High grip strength is associated with general fitness and even longevity. “Unsurprisingly, people with better strength tend to also have better balance, bone density, and overall physical function,” Rami Hashish, PhD, DPT, injury and body performance expert, previously told Well+Good.
So how do you get involved in training for this important metric? Arm strength. Putting your forearms, biceps, and triceps under pressure will train your grip strength and keep you prepared to lift, carry, and catch whatever life throws your way.
So how do you get the most out of an arm workout? Before we get to that, you may want to review proper form for some common arm exercises, including how to do a bicep curl, tricep dip, and pushup.
Arm training videos to perfect your form
Now you are ready to go after him! Here are 7 arm workout videos under 20 minutes.
7 arm training videos under 20 minutes
1. Fast and effective 7-minute arm series
This dumbbell arm workout is no nonsense. Hit classics like bicep curls, tricep extensions, and more, but play with tempo in a fresh way that makes every move interesting. Plus, you’ll end your seven-minute workout with a round of powerful punches that add some cardio and some stress relief (depending on who you’re picturing during this workout).
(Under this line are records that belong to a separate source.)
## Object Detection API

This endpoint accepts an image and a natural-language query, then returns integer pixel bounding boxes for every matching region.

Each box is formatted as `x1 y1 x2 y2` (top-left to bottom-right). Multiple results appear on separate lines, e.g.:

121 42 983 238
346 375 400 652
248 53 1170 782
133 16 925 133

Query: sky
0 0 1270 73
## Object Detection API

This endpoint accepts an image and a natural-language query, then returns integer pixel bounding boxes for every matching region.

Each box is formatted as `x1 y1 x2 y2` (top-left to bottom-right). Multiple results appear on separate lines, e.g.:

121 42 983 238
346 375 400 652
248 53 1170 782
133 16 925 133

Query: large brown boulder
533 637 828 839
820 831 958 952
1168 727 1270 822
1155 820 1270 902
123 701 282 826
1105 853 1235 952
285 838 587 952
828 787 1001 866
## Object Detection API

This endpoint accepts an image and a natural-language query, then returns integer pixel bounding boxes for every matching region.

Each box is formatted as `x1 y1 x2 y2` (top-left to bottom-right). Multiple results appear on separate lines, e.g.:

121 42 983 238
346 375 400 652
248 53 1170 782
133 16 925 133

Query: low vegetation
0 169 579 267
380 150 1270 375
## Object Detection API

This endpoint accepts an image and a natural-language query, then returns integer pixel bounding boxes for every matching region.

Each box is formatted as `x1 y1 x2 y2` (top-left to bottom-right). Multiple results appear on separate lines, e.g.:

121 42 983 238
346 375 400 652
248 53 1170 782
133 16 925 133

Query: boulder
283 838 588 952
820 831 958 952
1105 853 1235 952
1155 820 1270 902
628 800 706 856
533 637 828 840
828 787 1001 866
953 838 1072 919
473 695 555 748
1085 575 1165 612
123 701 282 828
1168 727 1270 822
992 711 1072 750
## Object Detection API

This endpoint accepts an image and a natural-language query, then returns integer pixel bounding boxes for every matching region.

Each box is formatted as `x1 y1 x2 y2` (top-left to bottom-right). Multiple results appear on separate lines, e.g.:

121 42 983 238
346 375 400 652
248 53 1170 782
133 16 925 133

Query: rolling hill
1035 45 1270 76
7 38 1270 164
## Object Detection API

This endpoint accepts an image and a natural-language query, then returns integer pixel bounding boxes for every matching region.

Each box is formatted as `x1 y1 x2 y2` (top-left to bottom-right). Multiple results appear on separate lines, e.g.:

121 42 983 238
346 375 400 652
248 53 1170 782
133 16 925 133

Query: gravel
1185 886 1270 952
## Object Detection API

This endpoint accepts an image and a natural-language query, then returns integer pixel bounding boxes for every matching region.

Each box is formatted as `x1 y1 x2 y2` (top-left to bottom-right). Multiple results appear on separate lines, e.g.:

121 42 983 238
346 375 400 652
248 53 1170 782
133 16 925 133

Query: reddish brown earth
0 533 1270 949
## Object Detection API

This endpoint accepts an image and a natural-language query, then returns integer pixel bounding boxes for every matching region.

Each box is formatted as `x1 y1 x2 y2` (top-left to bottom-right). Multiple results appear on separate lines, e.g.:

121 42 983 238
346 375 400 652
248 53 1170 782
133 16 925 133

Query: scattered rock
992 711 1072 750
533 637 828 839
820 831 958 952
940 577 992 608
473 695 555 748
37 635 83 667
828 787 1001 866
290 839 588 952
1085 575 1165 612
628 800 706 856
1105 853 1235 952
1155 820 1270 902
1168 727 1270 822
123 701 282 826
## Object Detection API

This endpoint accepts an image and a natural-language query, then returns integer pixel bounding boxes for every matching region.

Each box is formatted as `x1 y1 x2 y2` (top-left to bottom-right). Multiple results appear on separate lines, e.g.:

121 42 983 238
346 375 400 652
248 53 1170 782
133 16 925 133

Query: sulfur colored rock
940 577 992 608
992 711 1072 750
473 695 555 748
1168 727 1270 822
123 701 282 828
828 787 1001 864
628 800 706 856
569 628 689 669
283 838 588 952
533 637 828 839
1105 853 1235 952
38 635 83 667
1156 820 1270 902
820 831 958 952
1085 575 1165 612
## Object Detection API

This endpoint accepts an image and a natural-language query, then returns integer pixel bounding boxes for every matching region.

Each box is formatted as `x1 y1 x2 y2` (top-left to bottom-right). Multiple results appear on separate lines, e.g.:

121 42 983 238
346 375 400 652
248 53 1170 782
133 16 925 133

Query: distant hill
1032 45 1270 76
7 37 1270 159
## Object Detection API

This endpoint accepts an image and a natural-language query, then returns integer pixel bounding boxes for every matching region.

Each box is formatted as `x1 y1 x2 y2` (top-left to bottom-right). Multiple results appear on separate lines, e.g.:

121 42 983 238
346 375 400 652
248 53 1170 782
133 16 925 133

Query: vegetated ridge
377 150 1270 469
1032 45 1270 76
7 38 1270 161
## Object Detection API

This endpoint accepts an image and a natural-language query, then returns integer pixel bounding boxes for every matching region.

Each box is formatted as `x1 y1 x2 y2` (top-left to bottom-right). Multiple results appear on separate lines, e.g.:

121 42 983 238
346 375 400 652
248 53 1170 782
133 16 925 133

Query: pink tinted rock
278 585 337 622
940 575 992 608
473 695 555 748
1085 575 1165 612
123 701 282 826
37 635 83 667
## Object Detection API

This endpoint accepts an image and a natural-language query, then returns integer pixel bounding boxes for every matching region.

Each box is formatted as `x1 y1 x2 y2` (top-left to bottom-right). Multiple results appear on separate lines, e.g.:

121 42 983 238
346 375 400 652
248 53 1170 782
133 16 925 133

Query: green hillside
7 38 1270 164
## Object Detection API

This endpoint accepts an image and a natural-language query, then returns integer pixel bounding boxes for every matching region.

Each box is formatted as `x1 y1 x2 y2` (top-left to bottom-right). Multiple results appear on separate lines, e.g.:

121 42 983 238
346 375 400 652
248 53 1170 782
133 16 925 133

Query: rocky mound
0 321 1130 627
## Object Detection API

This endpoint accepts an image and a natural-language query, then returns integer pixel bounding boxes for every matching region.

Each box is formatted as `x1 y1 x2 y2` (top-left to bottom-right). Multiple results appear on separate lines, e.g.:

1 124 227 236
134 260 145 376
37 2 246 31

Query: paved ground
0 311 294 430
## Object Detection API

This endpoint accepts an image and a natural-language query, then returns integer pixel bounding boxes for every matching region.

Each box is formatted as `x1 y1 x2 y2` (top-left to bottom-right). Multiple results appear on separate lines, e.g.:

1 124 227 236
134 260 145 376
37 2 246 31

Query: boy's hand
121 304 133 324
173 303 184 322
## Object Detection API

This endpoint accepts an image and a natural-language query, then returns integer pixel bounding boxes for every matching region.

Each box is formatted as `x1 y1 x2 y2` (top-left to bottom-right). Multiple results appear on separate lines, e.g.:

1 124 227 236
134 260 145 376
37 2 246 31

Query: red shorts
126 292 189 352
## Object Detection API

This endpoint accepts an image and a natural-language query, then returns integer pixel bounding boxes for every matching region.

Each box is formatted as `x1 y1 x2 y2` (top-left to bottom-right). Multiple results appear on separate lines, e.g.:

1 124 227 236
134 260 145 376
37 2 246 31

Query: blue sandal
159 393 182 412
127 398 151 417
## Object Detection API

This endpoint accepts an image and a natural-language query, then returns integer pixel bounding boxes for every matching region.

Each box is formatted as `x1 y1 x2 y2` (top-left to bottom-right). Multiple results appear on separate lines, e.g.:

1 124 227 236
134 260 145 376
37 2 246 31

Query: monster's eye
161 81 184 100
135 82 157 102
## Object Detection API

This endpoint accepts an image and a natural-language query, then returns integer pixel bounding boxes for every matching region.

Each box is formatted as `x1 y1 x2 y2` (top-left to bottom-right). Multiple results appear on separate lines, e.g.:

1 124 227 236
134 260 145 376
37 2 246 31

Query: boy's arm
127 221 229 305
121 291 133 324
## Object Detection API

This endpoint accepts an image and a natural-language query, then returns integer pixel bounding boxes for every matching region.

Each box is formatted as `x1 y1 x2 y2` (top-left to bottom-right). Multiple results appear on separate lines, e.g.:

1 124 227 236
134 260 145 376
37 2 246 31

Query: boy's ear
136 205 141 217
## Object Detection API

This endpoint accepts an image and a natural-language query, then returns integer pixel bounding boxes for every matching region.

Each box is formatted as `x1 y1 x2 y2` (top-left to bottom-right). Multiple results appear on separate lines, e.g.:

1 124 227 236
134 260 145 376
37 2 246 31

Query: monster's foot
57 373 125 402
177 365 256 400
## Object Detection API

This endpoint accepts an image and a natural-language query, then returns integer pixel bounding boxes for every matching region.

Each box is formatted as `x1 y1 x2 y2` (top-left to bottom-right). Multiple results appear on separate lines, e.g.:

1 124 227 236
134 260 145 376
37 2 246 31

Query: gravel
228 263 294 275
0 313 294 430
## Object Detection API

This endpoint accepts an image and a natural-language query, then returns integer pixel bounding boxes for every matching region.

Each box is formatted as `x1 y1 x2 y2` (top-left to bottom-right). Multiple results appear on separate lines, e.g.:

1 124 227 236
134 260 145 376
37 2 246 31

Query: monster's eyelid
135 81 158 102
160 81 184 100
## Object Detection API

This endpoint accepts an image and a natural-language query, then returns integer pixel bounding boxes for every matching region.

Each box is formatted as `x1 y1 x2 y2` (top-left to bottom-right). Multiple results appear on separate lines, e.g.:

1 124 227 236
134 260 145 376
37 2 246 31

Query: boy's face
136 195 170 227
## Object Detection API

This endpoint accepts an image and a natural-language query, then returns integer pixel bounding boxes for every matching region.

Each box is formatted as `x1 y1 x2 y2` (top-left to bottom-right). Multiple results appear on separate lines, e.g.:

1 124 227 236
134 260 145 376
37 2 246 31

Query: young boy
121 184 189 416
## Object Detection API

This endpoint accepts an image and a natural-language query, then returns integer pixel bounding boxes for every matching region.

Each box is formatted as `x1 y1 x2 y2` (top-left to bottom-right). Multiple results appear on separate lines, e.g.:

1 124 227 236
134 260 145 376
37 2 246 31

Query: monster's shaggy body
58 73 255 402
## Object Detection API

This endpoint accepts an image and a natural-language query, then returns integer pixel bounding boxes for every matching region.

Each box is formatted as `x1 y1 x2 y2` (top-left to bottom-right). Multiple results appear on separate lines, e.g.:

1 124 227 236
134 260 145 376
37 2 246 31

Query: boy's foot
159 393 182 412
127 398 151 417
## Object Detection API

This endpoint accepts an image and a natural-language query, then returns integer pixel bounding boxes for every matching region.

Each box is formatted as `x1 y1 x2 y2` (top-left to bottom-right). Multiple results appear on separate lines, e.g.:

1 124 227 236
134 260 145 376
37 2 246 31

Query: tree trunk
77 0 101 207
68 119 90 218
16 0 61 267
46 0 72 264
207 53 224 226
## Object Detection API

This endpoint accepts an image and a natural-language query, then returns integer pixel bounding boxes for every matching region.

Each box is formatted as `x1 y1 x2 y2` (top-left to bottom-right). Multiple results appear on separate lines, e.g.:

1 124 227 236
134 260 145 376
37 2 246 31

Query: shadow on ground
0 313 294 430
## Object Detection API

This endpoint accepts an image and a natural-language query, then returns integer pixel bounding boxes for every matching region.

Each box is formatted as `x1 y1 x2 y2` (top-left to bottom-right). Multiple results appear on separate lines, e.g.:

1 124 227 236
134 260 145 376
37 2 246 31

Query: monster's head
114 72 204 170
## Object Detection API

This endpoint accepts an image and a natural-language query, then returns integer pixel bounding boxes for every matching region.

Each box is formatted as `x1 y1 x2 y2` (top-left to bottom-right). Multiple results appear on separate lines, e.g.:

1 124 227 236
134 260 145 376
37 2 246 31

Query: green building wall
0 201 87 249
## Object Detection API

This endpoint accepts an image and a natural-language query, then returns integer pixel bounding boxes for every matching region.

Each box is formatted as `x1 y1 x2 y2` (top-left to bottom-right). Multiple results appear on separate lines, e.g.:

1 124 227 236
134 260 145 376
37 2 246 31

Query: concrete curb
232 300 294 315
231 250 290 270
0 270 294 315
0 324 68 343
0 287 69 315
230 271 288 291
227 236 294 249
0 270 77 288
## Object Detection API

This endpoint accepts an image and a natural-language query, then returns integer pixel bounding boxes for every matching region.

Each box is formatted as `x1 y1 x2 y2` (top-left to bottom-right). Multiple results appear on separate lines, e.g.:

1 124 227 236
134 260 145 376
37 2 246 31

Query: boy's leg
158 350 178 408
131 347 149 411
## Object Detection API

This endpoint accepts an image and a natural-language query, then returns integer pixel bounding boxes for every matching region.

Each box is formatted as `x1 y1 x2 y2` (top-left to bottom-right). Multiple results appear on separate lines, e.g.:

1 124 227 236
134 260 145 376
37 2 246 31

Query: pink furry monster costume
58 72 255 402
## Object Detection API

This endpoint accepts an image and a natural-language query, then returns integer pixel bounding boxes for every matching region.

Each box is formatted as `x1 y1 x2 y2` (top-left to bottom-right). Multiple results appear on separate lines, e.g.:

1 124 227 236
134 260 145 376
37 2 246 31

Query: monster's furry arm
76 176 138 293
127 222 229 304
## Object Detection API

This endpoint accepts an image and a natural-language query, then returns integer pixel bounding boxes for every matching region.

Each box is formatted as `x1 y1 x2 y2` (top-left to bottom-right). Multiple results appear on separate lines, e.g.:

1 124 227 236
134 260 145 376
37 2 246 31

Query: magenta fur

2. 9-Minute Yoga Flow to Strengthen Your Arms
Dumbbells are often the center of attention in upper body strength training, but a challenging yoga flow like this will also help build strength. Plus, you’ll get great stretches while doing it.
3. 10-Minute Ballerina Arm Workout
If long, lean arm muscles are the north star of your upper body, this short workout is for you. Grab a pair of light dumbbells, as this set focuses on repeating movements for high reps to build muscular endurance. Plus, the trainer incorporates choreography to keep your brain as busy as your body.
4. 10-Minute Arm Sculpting Towel Workout
If you don’t have dumbbells or resistance bands handy, but want to add some tension and help to your arm workout, all you need is a towel. Spreading it apart adds some resistance, and keeping the towel taut will help activate your muscles to get the most out of each movement.
5. 14-Minute Resistance Band Arm Workout
Using a resistance loop band, you’ll achieve the same muscular challenge as you would with a dumbbell, with the added benefit of additional muscle activation that band instability creates.
6. 15-Minute Barbell-Inspired Arm Workout
If you’ve ever wished you could do the shakes and shakes of a barre class at home, this bite-sized version will get you there. Incorporating movements like the heel raise increases the intensity of this 15-minute workout with light hand weights.
7. 18-Minute Biceps and Triceps Workout with Long Resistance Band
This exercise uses a long resistance band, which are the bands that usually come with handles on each end. You’ll be using it to get those biceps and triceps in less than 20 minutes.